Since 2018 Fleet implemented a biodiesel fueling program. Biodiesel is typically processed from soybean plants, waste cooking oil, and agricultural waste, which makes us less dependent on oil and boosts our local economy.
Biodiesel freezes or “gels” at slightly higher temperatures than regular diesel fuel. In the coldest months of the year, we order lower blends of biodiesel as a precaution, and switch to regular diesel at extremely cold temperatures below zero. This is a standard best practice.
Biodiesel is blended with regular diesel to meet a specified ratio. For example, B5 fuel is 5% biodiesel. We use B5, B11, or B20 biodiesel fuel depending on the season. Madison is the first and only government fleet in Wisconsin to use B20 for all diesel vehicles.

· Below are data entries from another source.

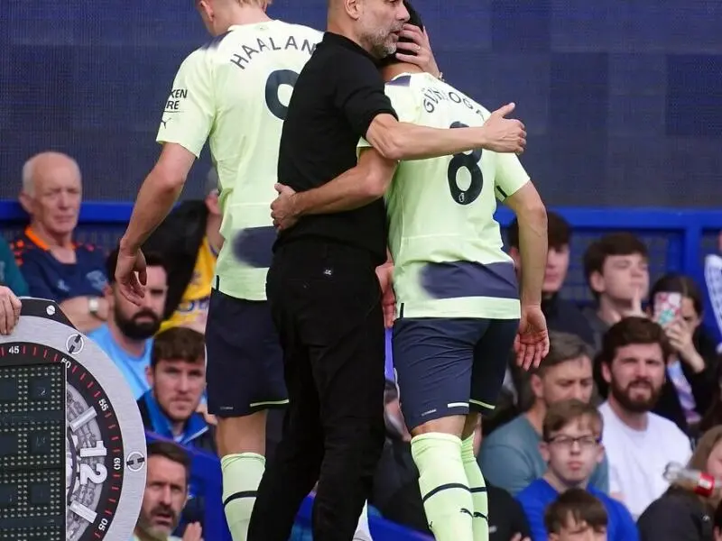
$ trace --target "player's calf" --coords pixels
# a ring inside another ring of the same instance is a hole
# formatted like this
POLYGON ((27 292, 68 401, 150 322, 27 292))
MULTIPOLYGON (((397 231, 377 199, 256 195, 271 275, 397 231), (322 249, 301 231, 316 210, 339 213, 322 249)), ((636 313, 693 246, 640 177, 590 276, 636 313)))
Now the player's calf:
POLYGON ((455 415, 411 430, 424 511, 438 541, 473 540, 474 505, 461 458, 464 422, 455 415))
POLYGON ((233 541, 245 541, 256 491, 265 470, 266 412, 219 417, 217 444, 221 456, 223 507, 233 541))

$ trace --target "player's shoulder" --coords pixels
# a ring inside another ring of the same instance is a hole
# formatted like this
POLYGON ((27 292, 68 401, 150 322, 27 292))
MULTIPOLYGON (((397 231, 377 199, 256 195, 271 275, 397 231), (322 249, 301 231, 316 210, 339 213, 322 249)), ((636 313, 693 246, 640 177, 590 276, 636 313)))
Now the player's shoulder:
POLYGON ((407 100, 413 99, 413 96, 421 96, 423 83, 417 75, 422 76, 423 74, 412 75, 410 73, 403 73, 386 81, 384 85, 386 95, 392 99, 393 97, 404 97, 407 100))
POLYGON ((286 23, 285 21, 276 20, 275 23, 279 23, 279 27, 286 27, 293 33, 298 33, 305 36, 309 40, 312 40, 318 43, 323 39, 323 32, 310 26, 305 24, 297 24, 295 23, 286 23))

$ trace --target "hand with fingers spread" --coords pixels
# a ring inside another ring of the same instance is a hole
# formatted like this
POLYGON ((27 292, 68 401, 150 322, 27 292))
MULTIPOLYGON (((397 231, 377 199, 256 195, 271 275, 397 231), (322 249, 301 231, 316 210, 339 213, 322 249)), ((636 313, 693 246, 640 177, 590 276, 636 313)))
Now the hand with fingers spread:
POLYGON ((413 64, 435 78, 441 77, 436 59, 429 42, 429 34, 414 24, 404 24, 401 32, 402 38, 411 41, 399 41, 396 44, 396 59, 402 62, 413 64))
POLYGON ((116 264, 116 283, 121 294, 133 304, 140 306, 145 296, 147 280, 147 265, 143 252, 140 249, 125 248, 121 240, 116 264))
POLYGON ((526 147, 526 130, 521 121, 504 118, 511 115, 515 104, 508 104, 491 114, 484 127, 486 129, 489 143, 486 148, 495 152, 514 152, 521 154, 526 147))
POLYGON ((203 529, 198 522, 192 522, 186 527, 181 541, 203 541, 203 529))
POLYGON ((642 290, 635 289, 629 307, 614 310, 612 317, 614 318, 611 322, 613 324, 622 321, 625 317, 649 317, 649 314, 642 309, 642 290))
POLYGON ((670 344, 682 362, 687 363, 696 373, 705 369, 705 361, 694 346, 694 326, 681 317, 664 327, 670 344))
POLYGON ((0 335, 9 335, 20 319, 20 299, 5 286, 0 286, 0 335))
POLYGON ((538 305, 522 306, 519 331, 514 343, 516 363, 529 370, 537 368, 549 353, 547 320, 538 305))
POLYGON ((278 197, 271 203, 271 217, 273 218, 276 230, 283 231, 295 225, 299 220, 293 205, 296 192, 283 184, 276 184, 273 188, 278 192, 278 197))

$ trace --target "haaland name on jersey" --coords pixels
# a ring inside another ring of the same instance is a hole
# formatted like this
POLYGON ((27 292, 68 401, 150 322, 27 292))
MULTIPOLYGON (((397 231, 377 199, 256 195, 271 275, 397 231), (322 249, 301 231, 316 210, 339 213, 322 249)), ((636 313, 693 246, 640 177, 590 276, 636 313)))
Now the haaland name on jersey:
POLYGON ((230 59, 231 63, 236 64, 241 69, 245 69, 246 64, 249 64, 251 60, 253 60, 255 55, 270 50, 289 50, 293 49, 301 52, 313 54, 313 51, 316 50, 316 43, 312 43, 309 40, 303 38, 299 38, 297 40, 295 36, 291 35, 288 37, 288 40, 286 40, 286 44, 282 47, 279 47, 273 41, 273 38, 271 37, 267 39, 258 38, 256 40, 256 47, 257 49, 250 45, 241 45, 244 53, 240 54, 239 52, 235 52, 230 59), (301 46, 299 46, 299 43, 301 43, 301 46))

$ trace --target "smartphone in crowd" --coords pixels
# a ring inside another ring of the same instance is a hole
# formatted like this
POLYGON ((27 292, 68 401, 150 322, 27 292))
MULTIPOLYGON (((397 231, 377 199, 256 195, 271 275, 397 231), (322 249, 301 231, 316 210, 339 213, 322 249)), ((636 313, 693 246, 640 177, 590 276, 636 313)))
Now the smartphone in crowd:
POLYGON ((681 293, 660 292, 654 296, 654 321, 664 326, 681 317, 681 293))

Fleets can reduce greenhouse gas emissions by operating low- or zero-emission equipment. Hybrid-electric vehicles have an impact on emissions and lower our dependence on fossil fuel. These vehicles are great replacements for all operations, and we expect to cut fuel consumption, emissions, and costs by half with our hybrid-electric fleet. These cars have both a fuel tank and small electric motor which complement each other.

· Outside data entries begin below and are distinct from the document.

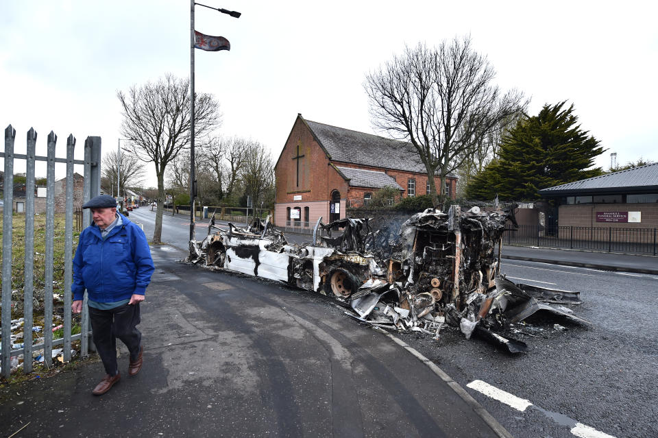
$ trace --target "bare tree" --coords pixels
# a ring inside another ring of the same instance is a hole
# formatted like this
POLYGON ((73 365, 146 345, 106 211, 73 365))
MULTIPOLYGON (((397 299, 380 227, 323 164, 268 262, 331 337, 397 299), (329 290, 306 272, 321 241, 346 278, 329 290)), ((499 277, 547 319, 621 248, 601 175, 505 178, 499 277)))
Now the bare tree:
POLYGON ((257 141, 247 142, 244 149, 244 165, 240 181, 247 195, 252 197, 254 208, 265 201, 274 186, 274 163, 269 152, 257 141))
POLYGON ((500 121, 498 127, 485 131, 478 132, 474 136, 473 147, 470 148, 461 166, 457 169, 456 173, 459 178, 457 182, 457 195, 463 196, 464 191, 469 182, 492 160, 498 158, 498 149, 502 136, 509 130, 510 127, 514 126, 523 116, 523 112, 511 114, 500 121))
MULTIPOLYGON (((197 166, 195 161, 195 166, 197 166)), ((197 169, 195 169, 196 174, 197 169)), ((175 187, 183 190, 190 186, 190 151, 188 149, 178 153, 176 158, 171 160, 165 174, 167 187, 175 187)))
POLYGON ((224 180, 228 173, 225 157, 229 143, 230 141, 221 137, 210 138, 202 146, 198 158, 201 171, 210 173, 214 178, 217 186, 215 191, 220 194, 220 197, 224 192, 224 180))
POLYGON ((366 77, 373 125, 413 145, 435 205, 443 203, 444 195, 437 194, 434 176, 445 186, 446 177, 460 167, 478 139, 526 104, 522 93, 503 94, 491 85, 494 75, 465 37, 437 48, 407 47, 366 77))
MULTIPOLYGON (((156 83, 133 86, 127 94, 117 93, 123 110, 122 134, 131 141, 136 156, 156 167, 158 202, 154 243, 160 243, 162 236, 165 169, 190 144, 189 88, 188 79, 169 74, 156 83)), ((195 132, 202 138, 219 125, 219 104, 212 95, 197 93, 195 98, 195 132)))
MULTIPOLYGON (((105 154, 103 158, 101 178, 107 182, 106 187, 117 186, 117 173, 119 171, 119 193, 123 194, 126 187, 136 187, 144 182, 145 169, 144 163, 130 152, 121 154, 119 158, 118 151, 111 150, 105 154), (119 168, 117 169, 117 164, 119 168)), ((116 193, 116 189, 114 195, 116 193)))
POLYGON ((232 196, 235 191, 236 182, 245 165, 249 141, 239 137, 233 137, 227 145, 226 161, 228 162, 228 172, 226 184, 226 195, 232 196))

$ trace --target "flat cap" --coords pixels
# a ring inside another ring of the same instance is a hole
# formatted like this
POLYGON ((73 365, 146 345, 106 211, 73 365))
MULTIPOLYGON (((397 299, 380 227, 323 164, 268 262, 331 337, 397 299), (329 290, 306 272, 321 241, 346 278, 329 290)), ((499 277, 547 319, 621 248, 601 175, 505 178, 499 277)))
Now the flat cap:
POLYGON ((109 195, 99 195, 84 203, 83 208, 109 208, 117 207, 117 199, 109 195))

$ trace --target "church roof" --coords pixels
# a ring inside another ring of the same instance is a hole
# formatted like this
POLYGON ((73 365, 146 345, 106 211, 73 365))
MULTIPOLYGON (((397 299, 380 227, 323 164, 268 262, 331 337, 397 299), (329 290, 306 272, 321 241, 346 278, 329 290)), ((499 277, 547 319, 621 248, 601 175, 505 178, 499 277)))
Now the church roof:
POLYGON ((333 161, 422 173, 426 171, 410 143, 310 120, 304 121, 333 161))
POLYGON ((639 166, 539 191, 545 196, 620 191, 648 193, 658 190, 658 163, 639 166))
POLYGON ((350 179, 350 185, 352 187, 371 187, 372 188, 382 188, 387 186, 395 187, 398 190, 404 190, 395 178, 389 176, 384 172, 369 171, 363 169, 352 169, 351 167, 337 167, 343 175, 350 179))

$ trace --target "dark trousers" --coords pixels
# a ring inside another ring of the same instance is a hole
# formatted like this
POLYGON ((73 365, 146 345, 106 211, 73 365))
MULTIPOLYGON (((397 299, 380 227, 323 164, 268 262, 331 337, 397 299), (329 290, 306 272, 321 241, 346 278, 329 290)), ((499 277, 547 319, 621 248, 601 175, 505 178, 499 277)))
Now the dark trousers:
POLYGON ((119 372, 117 338, 128 348, 130 360, 137 360, 142 341, 142 334, 136 328, 140 321, 139 303, 124 304, 107 311, 89 307, 89 319, 94 343, 107 374, 114 376, 119 372))

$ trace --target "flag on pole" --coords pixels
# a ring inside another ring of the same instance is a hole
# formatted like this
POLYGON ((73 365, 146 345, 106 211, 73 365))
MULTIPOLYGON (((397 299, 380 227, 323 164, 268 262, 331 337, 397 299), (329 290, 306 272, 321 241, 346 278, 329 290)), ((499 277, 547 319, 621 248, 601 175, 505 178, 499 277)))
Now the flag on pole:
POLYGON ((223 36, 204 35, 201 32, 194 31, 194 48, 201 49, 206 51, 230 50, 231 43, 223 36))

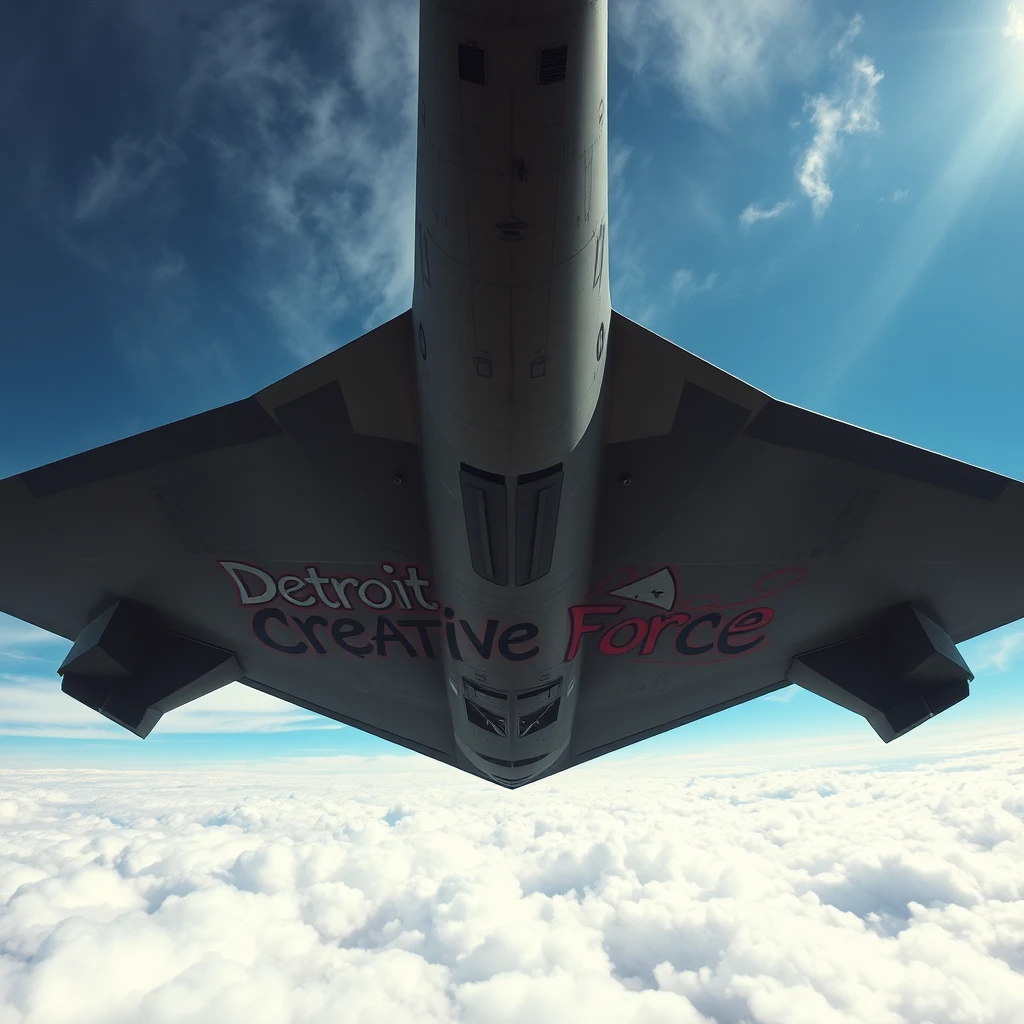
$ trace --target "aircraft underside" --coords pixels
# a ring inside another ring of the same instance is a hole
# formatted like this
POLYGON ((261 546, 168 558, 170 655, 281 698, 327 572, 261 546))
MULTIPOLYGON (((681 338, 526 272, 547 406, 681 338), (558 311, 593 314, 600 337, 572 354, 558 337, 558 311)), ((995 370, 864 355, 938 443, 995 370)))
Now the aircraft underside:
POLYGON ((506 786, 800 684, 886 741, 1024 616, 1024 486, 612 311, 603 4, 425 2, 412 308, 0 481, 0 609, 145 736, 232 680, 506 786))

While hybrid vehicles cost a bit more up front, the City will see a return on its investment within a few years as the cars use less fuel and need less maintenance. We are expecting to have 60 hybrids by 2020.

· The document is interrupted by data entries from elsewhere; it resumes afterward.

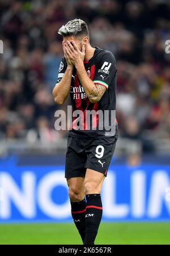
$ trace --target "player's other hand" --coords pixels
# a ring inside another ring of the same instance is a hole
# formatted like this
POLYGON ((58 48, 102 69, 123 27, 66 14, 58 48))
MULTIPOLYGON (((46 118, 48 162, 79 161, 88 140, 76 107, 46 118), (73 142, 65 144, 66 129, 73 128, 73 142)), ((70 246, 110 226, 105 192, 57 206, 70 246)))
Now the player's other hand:
POLYGON ((62 42, 62 48, 63 48, 63 51, 64 53, 64 56, 65 59, 66 60, 67 66, 71 68, 73 68, 74 64, 71 62, 71 60, 70 59, 69 57, 68 56, 67 52, 66 52, 66 43, 65 42, 62 42))
POLYGON ((84 45, 82 45, 82 51, 80 51, 74 41, 71 41, 71 42, 67 41, 66 52, 71 63, 75 67, 79 64, 83 64, 85 56, 84 45))

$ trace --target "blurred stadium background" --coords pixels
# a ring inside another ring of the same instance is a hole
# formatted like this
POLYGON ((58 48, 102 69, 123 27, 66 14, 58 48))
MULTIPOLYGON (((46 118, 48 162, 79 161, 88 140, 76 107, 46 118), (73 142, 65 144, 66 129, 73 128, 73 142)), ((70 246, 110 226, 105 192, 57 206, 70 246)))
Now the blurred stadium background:
POLYGON ((54 128, 70 99, 52 96, 57 31, 75 18, 118 67, 119 139, 96 244, 170 244, 169 1, 6 0, 0 14, 0 244, 81 243, 64 178, 67 131, 54 128))

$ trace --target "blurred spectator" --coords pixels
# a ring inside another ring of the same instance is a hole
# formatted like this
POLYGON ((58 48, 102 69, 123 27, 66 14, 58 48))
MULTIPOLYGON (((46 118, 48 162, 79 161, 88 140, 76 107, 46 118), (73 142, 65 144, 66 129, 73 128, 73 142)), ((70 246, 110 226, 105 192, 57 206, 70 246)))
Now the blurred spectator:
MULTIPOLYGON (((147 137, 169 143, 168 1, 15 0, 0 1, 0 7, 1 138, 45 143, 66 135, 54 130, 52 91, 63 56, 57 31, 77 18, 88 23, 92 46, 116 56, 120 136, 141 140, 144 149, 150 148, 147 137)), ((129 162, 139 162, 131 154, 129 162)))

Even better than hybrids are the zero-emission plug-in electric vehicles, which have given up on gasoline entirely like a successfully recovered alcoholic. By 2020, we will have 30 EVs, including 20 Chevrolet Bolts being purchased with grant assistance from Wisconsin State Office of Energy Innovation. We chose this model for its longer driving range (up to 240 miles on a single charge) and more affordable price. We are excited to bring in a variety of electric equipment in the future, including vans, trucks, and forklifts.
Certain pieces of equipment in our fleet need the engine to run to use equipment on the vehicle. Some examples are repair trucks with a bucket lift, ambulances with life-saving equipment running inside, and Police squads running computers to stay connected to up-to-date information.
Idling wastes fuel and emits more greenhouse gases, but anti-idling technology helps limit that.
Anti-idling technology reduces the time the main engine is running when the vehicle is not moving. It also keeps the operation running (e.g., heat, air conditioning, and/or electricity) in the vehicle or equipment without running the engine while the vehicle is parked.
All of our new ambulances will come with anti-idling technology already installed. We are also exploring retrofitting police cars as a pilot of this technology.
Sustainable New Fleet Facility
Madison is building a new 110,000 square foot Fleet Headquarters facility, with a planned move-in date of September 2020. This building will consolidate four public works facilities into one, and will feature solar panels, a solar heating wall, CNG truck repair bays, electric vehicle chargers for City vehicles as well as the public, and natural lighting to reduce power usage. Thanks to coordination between City Engineering and Fleet, the goal is for at least LEED Silver certification.
The Future of Alternative Fuel Technology
Alternative fuel technologies are improving every day. We track improvements in the market and pilot alternative technology wherever we can. We are currently exploring:
- Compressed natural gas (CNG)
- Biodegradable lubricants
- Solar-powered electric vehicle charging stations.